Эти слова небожительницы приободрили Ларису. Она благодарно улыбнулась и хотела что-то сказать в ответ, но горбоносая дама не стала ее слушать... Ахматова уже нашла того, кого искала, и с радостной улыбкой протянула руку для поцелуя поэту, которого все здесь, словно сговорившись, называли ассирийцем, лучшему в Петербурге знатоку ассирийской клинописи - Вольдемару Шилейко. Шилейко жадно припал к этой вельможной руке губами, и Ахматова вернулась в зал вместе с ним. Лариса услышала собственное имя со снисходительной прибавкой "молодая поэтесса", выпорхнувшее из длинной реплики конферансье. Пытаясь совладать с мучительным спазмом страха, намертво вцепившимся в горло, Лариса вышла на крохотную эстраду и после первых же строк "Медного всадника" почувствовала, как удивленно и растроганно смотрит на нее тот самый военный с георгиевским крестом на гимнастерке, которого она так боялась.
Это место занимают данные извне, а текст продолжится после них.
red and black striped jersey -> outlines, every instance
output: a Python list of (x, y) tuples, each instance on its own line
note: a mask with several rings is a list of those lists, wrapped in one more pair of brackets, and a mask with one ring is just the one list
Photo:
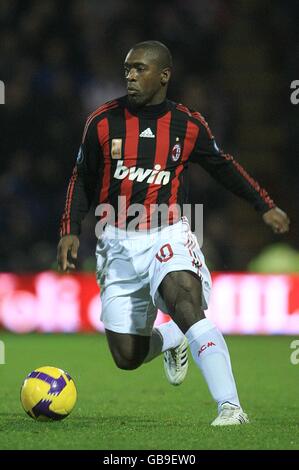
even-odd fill
[[(61, 236), (80, 234), (91, 204), (110, 204), (119, 196), (126, 207), (141, 204), (150, 216), (154, 205), (188, 202), (188, 164), (201, 165), (213, 178), (256, 210), (274, 207), (265, 189), (231, 156), (221, 151), (200, 113), (166, 100), (132, 108), (127, 97), (100, 106), (85, 125), (68, 186)], [(117, 219), (118, 220), (118, 219)]]

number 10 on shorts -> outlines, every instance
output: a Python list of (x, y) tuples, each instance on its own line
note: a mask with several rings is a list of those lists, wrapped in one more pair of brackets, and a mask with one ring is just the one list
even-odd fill
[(171, 248), (170, 243), (166, 243), (165, 245), (161, 246), (160, 250), (156, 254), (156, 258), (160, 263), (166, 263), (166, 261), (170, 260), (173, 257), (173, 251)]

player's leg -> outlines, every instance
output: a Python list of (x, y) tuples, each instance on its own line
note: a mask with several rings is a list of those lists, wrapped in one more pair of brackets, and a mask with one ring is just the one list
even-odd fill
[(180, 385), (188, 371), (188, 341), (173, 320), (153, 328), (144, 362), (164, 353), (164, 370), (171, 385)]
[[(130, 243), (129, 239), (119, 239), (117, 242), (114, 240), (111, 247), (105, 237), (97, 244), (101, 320), (112, 357), (121, 369), (136, 369), (161, 354), (165, 347), (175, 347), (183, 336), (173, 321), (167, 327), (161, 325), (153, 329), (157, 308), (152, 302), (147, 278), (142, 273), (142, 270), (148, 272), (144, 250), (146, 244), (149, 244), (148, 238), (135, 240), (134, 243)], [(117, 256), (113, 256), (114, 250)], [(138, 250), (142, 256), (138, 256)], [(137, 266), (133, 266), (132, 259), (137, 261)], [(140, 271), (140, 275), (136, 274), (136, 270)]]
[[(161, 352), (176, 348), (185, 338), (173, 321), (153, 329), (157, 308), (149, 293), (148, 279), (152, 240), (147, 236), (132, 241), (115, 240), (114, 235), (105, 233), (96, 250), (101, 319), (116, 364), (134, 369), (143, 361), (149, 362)], [(114, 251), (117, 256), (113, 256)], [(185, 346), (185, 357), (186, 350)], [(178, 380), (182, 377), (175, 377), (176, 383)]]
[[(105, 235), (105, 234), (104, 234)], [(133, 370), (145, 360), (156, 318), (149, 288), (137, 276), (128, 241), (103, 236), (97, 244), (97, 280), (101, 289), (106, 337), (115, 364)]]
[[(120, 293), (124, 291), (124, 286)], [(120, 369), (133, 370), (161, 353), (161, 336), (153, 324), (157, 308), (153, 305), (149, 287), (127, 284), (126, 295), (115, 295), (119, 289), (112, 285), (102, 292), (102, 315), (108, 345), (115, 364)], [(175, 325), (177, 328), (177, 326)], [(178, 329), (178, 328), (177, 328)], [(153, 346), (151, 347), (151, 344)]]
[(152, 330), (149, 351), (144, 362), (150, 362), (162, 352), (176, 348), (184, 338), (185, 335), (173, 320), (156, 326)]
[(141, 288), (130, 296), (110, 298), (110, 289), (102, 295), (102, 320), (115, 364), (132, 370), (150, 362), (185, 338), (172, 320), (153, 328), (157, 308), (149, 291)]
[(196, 365), (218, 404), (213, 425), (242, 424), (247, 416), (240, 407), (229, 352), (221, 332), (205, 318), (202, 284), (193, 272), (169, 272), (159, 287), (168, 313), (186, 335)]
[(162, 232), (151, 265), (150, 281), (155, 304), (169, 313), (185, 334), (193, 359), (218, 403), (220, 422), (215, 420), (213, 424), (245, 422), (247, 417), (239, 407), (225, 340), (204, 315), (211, 276), (197, 239), (185, 221)]
[(150, 336), (116, 333), (106, 329), (109, 349), (119, 369), (134, 370), (143, 364), (150, 344)]

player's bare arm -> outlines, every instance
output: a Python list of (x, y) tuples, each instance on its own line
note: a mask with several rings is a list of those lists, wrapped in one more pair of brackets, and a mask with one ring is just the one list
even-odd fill
[(270, 225), (274, 233), (286, 233), (289, 231), (290, 219), (279, 207), (273, 207), (263, 214), (265, 224)]
[[(57, 247), (57, 263), (60, 271), (69, 272), (76, 269), (74, 260), (77, 259), (79, 245), (77, 235), (65, 235), (60, 239)], [(69, 255), (72, 262), (68, 259)]]

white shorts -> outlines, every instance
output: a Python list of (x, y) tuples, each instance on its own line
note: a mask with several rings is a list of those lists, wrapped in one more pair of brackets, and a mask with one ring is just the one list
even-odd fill
[(96, 257), (101, 320), (108, 330), (150, 336), (157, 309), (167, 313), (158, 287), (172, 271), (196, 273), (202, 283), (202, 308), (208, 307), (211, 276), (185, 218), (148, 232), (107, 226)]

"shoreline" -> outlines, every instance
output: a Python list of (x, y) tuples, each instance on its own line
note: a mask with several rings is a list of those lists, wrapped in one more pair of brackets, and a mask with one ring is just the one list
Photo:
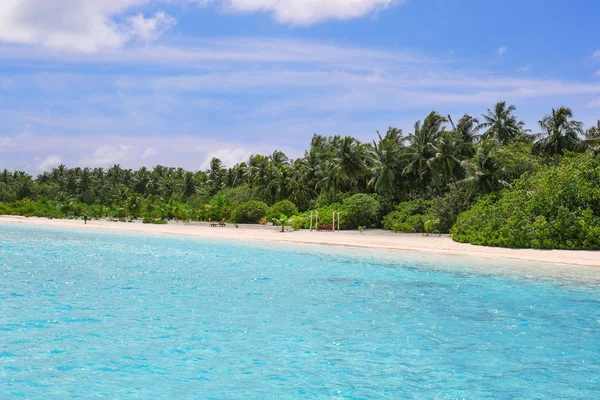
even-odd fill
[(495, 247), (473, 246), (454, 242), (449, 236), (429, 236), (421, 234), (396, 234), (381, 230), (368, 230), (363, 234), (355, 231), (342, 232), (310, 232), (307, 230), (281, 233), (279, 228), (263, 226), (241, 226), (234, 228), (213, 228), (208, 225), (193, 223), (169, 223), (151, 225), (110, 221), (46, 219), (37, 217), (0, 216), (0, 223), (39, 226), (49, 228), (66, 228), (84, 231), (112, 233), (141, 233), (153, 235), (169, 235), (179, 237), (196, 237), (205, 239), (225, 239), (234, 241), (258, 241), (262, 243), (290, 243), (321, 246), (350, 247), (355, 249), (371, 249), (394, 252), (411, 252), (427, 255), (461, 256), (466, 258), (525, 261), (568, 266), (600, 267), (600, 251), (573, 250), (533, 250), (505, 249)]

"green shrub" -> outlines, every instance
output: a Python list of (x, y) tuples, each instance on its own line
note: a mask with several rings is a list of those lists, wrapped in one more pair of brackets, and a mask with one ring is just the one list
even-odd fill
[(218, 195), (212, 198), (210, 204), (204, 206), (203, 215), (207, 220), (221, 221), (230, 218), (232, 210), (229, 200), (222, 195)]
[(237, 206), (231, 213), (231, 222), (257, 224), (267, 215), (268, 206), (262, 201), (247, 201)]
[(453, 239), (476, 245), (600, 249), (600, 158), (567, 156), (459, 215)]
[(319, 223), (321, 224), (331, 224), (333, 223), (333, 213), (336, 213), (336, 220), (337, 220), (337, 213), (341, 212), (342, 210), (342, 205), (340, 203), (333, 203), (330, 204), (328, 206), (323, 206), (323, 207), (319, 207), (317, 209), (317, 212), (319, 213)]
[(142, 220), (143, 224), (153, 224), (154, 223), (154, 218), (152, 217), (144, 217), (144, 219)]
[(279, 219), (282, 215), (289, 218), (296, 214), (298, 214), (298, 208), (296, 207), (296, 205), (289, 200), (283, 200), (269, 207), (269, 209), (267, 210), (267, 219)]
[(164, 219), (156, 219), (152, 222), (154, 225), (166, 225), (169, 222), (167, 220)]
[(310, 221), (303, 216), (293, 216), (290, 218), (289, 223), (295, 231), (299, 231), (300, 229), (307, 229)]
[(444, 196), (434, 199), (430, 213), (440, 221), (436, 229), (442, 233), (450, 232), (458, 215), (468, 210), (474, 200), (473, 191), (465, 186), (453, 187)]
[(342, 229), (356, 229), (359, 226), (376, 227), (381, 218), (380, 211), (381, 204), (375, 196), (355, 194), (342, 203), (340, 227)]
[(429, 200), (412, 200), (398, 204), (395, 211), (383, 217), (383, 229), (405, 233), (425, 232), (424, 224), (431, 219), (432, 204)]

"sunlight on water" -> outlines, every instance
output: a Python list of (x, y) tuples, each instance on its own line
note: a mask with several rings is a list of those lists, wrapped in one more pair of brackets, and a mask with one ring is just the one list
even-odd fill
[(1, 398), (600, 398), (597, 270), (0, 228)]

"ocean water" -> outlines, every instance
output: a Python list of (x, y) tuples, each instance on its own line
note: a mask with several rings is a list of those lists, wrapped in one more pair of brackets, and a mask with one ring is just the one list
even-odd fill
[(0, 399), (600, 398), (597, 281), (440, 260), (0, 225)]

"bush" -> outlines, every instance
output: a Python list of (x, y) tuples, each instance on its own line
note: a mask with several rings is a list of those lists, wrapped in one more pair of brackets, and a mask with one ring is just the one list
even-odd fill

Страх прошел, пришел гнев. Лариса резко и с вызовом чеканила строки стихотворения, как будто это был текст революционного марша. Она пыталась передать ритм борьбы и победы. Этот ритм увлекал воспаленное воображение Ларисы в иные времена и страны, где она, быть может, летала на коне перед строем закованных в латы хмурых людей. В этих неведомых временах и далях она была суровой девой-воительницей, а здесь, сейчас, всего лишь восставшей рабыней, профессорской дочкой, ненавидевшей порфиру Мономаха и медные копыта, раздавившие змея. Лариса ждала социального пожара, как освобождения, и призывала то, что казалось большинству людей, сидевших в зале, началом неисчислимых бедствий.
Боготворимый гунн В порфире Мономаха. Всепобеждающего страха Исполненный чугун. Противиться не смею; Опять удар хлыста, Опять - копыта на уста Раздавленному змею! Но, восстающий раб, Сегодня я, Сальери, Исчислю все твои потери, Божественный арап. Перечитаю снова Эпический указ, Тебя ссылавший на Кавказ И в дебри Кишинева. "Прочь, и назад не сметь!" И конь восстал неистов. На плахе декабристов... Загрохотала Медь.... Петровские граниты, Едва прикрыли торф - И правит Бенкендорф, Где правили хариты!"